Un elemento positivo è rappresentato dal tasso di morti sul lavoro, pari allo 0,9%, inferiore alla media UE dell’1,3%. Tuttavia, con oltre 1.000 vittime ogni anno, si tratta di un’emergenza ancora gravissima, che richiede interventi strutturali e continui.
Intelligenza artificiale e sicurezza: le proposte per il futuro
Il 20 marzo 2025, il Senato ha discusso un disegno di legge sull’intelligenza artificiale applicata al lavoro, strutturato in 28 articoli. Questo provvedimento mira a regolamentare l’adozione della IA in ambito occupazionale, con un approccio ispirato a valori etici e alla centralità della persona.
Tra gli articoli più significativi:
- Art. 1: stabilisce i principi per la promozione della ricerca, dello sviluppo e dell’utilizzo dell’IA in ambito lavorativo, garantendo l’approccio antropocentrico, in cui l’uomo è sempre al centro del processo tecnologico
- Art. 11: disciplina l’uso dell’IA per il benessere psico-fisico dei lavoratori, promuovendo sistemi sicuri, affidabili e rispettosi della privacy e della dignità individuale
Alcune associazioni che si occupano di diritto del lavoro propongono l’introduzione di tecnologie avanzate nei luoghi di lavoro, tra cui:
- Esoscheletri per ridurre la fatica fisica nei lavori usuranti
- Caschi intelligenti in grado di monitorare l’ambiente e prevenire situazioni di pericolo
Queste soluzioni, oltre a rappresentare una frontiera innovativa, potrebbero contribuire concretamente a ridurre le 1.090 morti bianche registrate nel 2024 e a mitigare l’impatto delle malattie professionali e degli infortuni gravi.
Leggi il nostro articolo per sapere a che punto siamo con l’intelligenza artificiale nel mondo del lavoro.
Conclusioni: prevenzione, innovazione e legalità come priorità
Il rapporto annuale 2024 dimostra che la battaglia contro le irregolarità nel mondo del lavoro non può prescindere da un mix sinergico di controlli mirati, formazione diffusa e innovazione tecnologica.
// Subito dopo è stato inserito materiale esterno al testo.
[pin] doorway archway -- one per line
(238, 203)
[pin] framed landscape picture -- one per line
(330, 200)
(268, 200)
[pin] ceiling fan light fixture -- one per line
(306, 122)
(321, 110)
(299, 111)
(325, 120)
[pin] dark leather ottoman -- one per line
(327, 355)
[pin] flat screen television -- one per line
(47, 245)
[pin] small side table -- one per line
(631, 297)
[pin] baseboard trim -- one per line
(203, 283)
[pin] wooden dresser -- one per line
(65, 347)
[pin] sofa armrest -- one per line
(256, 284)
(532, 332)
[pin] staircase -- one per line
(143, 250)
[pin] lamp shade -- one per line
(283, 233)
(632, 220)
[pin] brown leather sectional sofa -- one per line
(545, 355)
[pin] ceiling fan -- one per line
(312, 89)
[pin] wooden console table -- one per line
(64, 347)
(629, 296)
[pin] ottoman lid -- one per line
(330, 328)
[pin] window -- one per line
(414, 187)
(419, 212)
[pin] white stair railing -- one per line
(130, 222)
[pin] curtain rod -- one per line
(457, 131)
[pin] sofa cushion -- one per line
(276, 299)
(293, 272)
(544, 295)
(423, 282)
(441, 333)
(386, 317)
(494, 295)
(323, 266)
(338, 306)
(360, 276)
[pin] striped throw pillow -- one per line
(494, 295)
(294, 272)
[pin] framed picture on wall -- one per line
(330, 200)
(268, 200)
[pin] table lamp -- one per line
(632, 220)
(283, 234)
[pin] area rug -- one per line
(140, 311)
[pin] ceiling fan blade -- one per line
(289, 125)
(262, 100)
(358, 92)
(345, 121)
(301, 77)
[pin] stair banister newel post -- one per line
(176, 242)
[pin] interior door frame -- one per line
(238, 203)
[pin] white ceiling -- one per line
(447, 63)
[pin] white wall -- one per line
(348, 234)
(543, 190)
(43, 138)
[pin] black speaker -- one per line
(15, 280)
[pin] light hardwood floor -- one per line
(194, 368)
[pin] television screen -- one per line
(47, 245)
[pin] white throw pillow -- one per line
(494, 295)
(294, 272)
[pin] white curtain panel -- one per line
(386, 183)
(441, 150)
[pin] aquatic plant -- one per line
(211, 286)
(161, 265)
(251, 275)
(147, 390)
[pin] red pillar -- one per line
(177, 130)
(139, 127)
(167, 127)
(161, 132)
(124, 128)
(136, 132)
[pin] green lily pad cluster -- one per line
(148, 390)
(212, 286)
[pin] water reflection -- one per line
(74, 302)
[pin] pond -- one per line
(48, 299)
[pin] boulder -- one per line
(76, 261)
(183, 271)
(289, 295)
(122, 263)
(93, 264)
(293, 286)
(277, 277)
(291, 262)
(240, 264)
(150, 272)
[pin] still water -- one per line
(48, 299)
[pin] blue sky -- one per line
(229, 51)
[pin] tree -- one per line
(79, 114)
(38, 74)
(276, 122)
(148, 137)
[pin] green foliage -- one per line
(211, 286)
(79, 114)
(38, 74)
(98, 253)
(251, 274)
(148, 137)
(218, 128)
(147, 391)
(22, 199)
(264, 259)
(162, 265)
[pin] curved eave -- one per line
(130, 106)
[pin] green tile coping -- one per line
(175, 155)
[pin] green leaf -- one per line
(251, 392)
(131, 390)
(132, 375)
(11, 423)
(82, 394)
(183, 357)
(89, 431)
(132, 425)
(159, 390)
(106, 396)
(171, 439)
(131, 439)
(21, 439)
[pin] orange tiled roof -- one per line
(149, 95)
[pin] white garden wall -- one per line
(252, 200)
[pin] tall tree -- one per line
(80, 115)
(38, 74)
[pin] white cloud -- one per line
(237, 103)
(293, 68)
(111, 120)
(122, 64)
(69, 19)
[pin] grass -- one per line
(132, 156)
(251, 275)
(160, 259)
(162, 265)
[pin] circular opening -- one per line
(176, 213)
Occorre inoltre rafforzare la rete interistituzionale tra INL, INPS, INAIL e le forze dell’ordine, promuovendo un approccio integrato e reattivo.
Solo attraverso un impegno continuo e condiviso, sarà possibile costruire un sistema del lavoro più equo, più sicuro e più sostenibile, in cui la legalità non sia l’eccezione ma la regola.